I have dataframe, which is having few column which is having date data. I want to apply validation on column and if wrong date comes i want to update that dataframe with error message column. I have tried but not working correctly. My sample dataframe data.
+-------+-----+-----------+-------------+
|AirName|Place|TakeoffDate|arriveoffDate|
+-------+-----+-----------+-------------+
| Delta| Aus| 11/16/18| 08/06/19|
| Delta| Pak| 11/16/18| 08/06/19|
| Vistra| New| 11/16/18| 15/06/19|
| Delta| Aus| 15/16/18| 08/06/19|
| JetAir| Aus| 11/16/18| null|
+-------+-----+-----------+-------------+
I have tried below code.
val DATE_TIME_FORMAT = "MM-dd-yy"
def validateDf(row: Row): Boolean = try {
//assume row.getString(1) with give Datetime string
java.time.LocalDateTime.parse(row.getString(2), java.time.format.DateTimeFormatter.ofPattern(DATE_TIME_FORMAT))
true
} catch {
case ex: java.time.format.DateTimeParseException => {
// Handle exception if you want
false
}
}
val validDf = sample1.filter(validateDf(_))

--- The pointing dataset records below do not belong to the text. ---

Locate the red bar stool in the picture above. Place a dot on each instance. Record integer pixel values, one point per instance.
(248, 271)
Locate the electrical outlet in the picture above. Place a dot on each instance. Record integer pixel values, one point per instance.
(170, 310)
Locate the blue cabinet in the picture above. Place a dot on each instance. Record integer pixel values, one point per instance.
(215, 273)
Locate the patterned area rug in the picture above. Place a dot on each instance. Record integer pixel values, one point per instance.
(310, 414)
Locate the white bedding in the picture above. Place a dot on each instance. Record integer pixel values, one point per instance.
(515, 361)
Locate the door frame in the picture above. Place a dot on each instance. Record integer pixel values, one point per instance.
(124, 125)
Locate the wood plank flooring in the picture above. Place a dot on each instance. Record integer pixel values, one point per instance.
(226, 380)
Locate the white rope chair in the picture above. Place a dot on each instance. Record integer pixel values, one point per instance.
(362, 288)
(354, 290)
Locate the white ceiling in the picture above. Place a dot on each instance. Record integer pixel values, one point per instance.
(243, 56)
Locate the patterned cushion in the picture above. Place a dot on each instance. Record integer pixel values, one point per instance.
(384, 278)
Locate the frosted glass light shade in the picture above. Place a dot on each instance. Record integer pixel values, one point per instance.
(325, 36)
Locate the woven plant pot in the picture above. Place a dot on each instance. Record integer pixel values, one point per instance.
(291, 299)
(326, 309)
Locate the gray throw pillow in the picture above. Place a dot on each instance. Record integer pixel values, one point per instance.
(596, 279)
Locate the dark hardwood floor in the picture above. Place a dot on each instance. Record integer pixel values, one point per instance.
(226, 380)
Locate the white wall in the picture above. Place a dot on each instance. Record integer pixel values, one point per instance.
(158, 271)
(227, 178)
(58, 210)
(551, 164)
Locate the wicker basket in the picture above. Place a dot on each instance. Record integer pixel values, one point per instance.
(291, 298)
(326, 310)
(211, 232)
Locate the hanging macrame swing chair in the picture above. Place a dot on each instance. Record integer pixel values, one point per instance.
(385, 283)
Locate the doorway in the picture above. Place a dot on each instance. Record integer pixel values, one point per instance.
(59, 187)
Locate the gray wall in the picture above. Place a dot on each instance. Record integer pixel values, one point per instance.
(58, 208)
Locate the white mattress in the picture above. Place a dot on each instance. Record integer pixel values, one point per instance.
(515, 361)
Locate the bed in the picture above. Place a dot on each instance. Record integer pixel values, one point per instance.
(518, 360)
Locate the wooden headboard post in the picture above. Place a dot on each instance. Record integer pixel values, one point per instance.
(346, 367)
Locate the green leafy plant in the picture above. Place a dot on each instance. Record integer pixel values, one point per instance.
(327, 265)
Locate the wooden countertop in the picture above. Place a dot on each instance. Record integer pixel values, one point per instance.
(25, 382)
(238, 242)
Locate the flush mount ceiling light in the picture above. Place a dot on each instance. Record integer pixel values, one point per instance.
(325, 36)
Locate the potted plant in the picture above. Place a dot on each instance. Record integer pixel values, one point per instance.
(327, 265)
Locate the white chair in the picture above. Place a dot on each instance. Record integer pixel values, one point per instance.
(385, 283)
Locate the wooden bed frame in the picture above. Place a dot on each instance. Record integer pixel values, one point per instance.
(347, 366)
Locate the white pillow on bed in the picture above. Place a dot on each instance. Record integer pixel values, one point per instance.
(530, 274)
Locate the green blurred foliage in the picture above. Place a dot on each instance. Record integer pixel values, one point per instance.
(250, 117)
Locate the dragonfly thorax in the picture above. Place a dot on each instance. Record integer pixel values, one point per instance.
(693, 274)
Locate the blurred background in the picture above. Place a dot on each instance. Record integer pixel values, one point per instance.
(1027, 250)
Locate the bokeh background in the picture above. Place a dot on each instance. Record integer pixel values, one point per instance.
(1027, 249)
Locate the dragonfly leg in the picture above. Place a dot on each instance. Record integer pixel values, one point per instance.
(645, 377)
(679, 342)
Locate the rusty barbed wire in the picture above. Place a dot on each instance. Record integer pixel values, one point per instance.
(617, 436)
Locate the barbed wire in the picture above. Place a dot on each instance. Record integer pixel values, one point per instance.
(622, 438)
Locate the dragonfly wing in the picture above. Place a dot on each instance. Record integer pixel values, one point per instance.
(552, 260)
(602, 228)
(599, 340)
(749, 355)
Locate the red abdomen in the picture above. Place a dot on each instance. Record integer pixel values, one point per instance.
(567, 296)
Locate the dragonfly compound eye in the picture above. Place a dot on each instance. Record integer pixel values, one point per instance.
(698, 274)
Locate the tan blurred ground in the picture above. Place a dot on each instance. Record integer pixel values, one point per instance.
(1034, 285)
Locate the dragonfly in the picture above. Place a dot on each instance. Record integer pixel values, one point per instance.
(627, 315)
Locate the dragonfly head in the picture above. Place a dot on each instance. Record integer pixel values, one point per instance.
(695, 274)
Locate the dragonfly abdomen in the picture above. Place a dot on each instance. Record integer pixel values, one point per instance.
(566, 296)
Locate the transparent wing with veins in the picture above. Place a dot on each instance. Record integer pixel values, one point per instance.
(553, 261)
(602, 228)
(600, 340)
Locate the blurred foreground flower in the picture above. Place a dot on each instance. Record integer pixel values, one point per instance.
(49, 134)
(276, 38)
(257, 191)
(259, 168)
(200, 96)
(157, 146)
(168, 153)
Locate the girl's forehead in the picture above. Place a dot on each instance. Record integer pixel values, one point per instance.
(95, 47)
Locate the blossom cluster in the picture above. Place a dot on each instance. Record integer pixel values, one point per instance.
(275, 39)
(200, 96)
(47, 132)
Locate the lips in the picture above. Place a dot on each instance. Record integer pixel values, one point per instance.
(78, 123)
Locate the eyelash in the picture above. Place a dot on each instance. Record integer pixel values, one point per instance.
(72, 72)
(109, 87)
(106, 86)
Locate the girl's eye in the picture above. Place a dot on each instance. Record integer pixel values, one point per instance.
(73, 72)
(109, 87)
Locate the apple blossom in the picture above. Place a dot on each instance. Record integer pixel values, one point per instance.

val inValidDf = sample1.except(validDf)
expected dataframe
+-------+-----+-----------+-------------+-------------+
|AirName|Place|TakeoffDate|arriveoffDate|error message|
+-------+-----+-----------+-------------+-------------+
| Delta| Aus| 11/16/18| 08/06/19| |
| Delta| Pak| 11/16/18| 08/06/19| |
| Vistra| New| 11/16/18| 15/06/19|wrong date |
| Delta| Aus| 15/16/18| 08/06/19|wrong date |
| JetAir| Aus| 11/16/18| null| |
+-------+-----+-----------+-------------+-------------+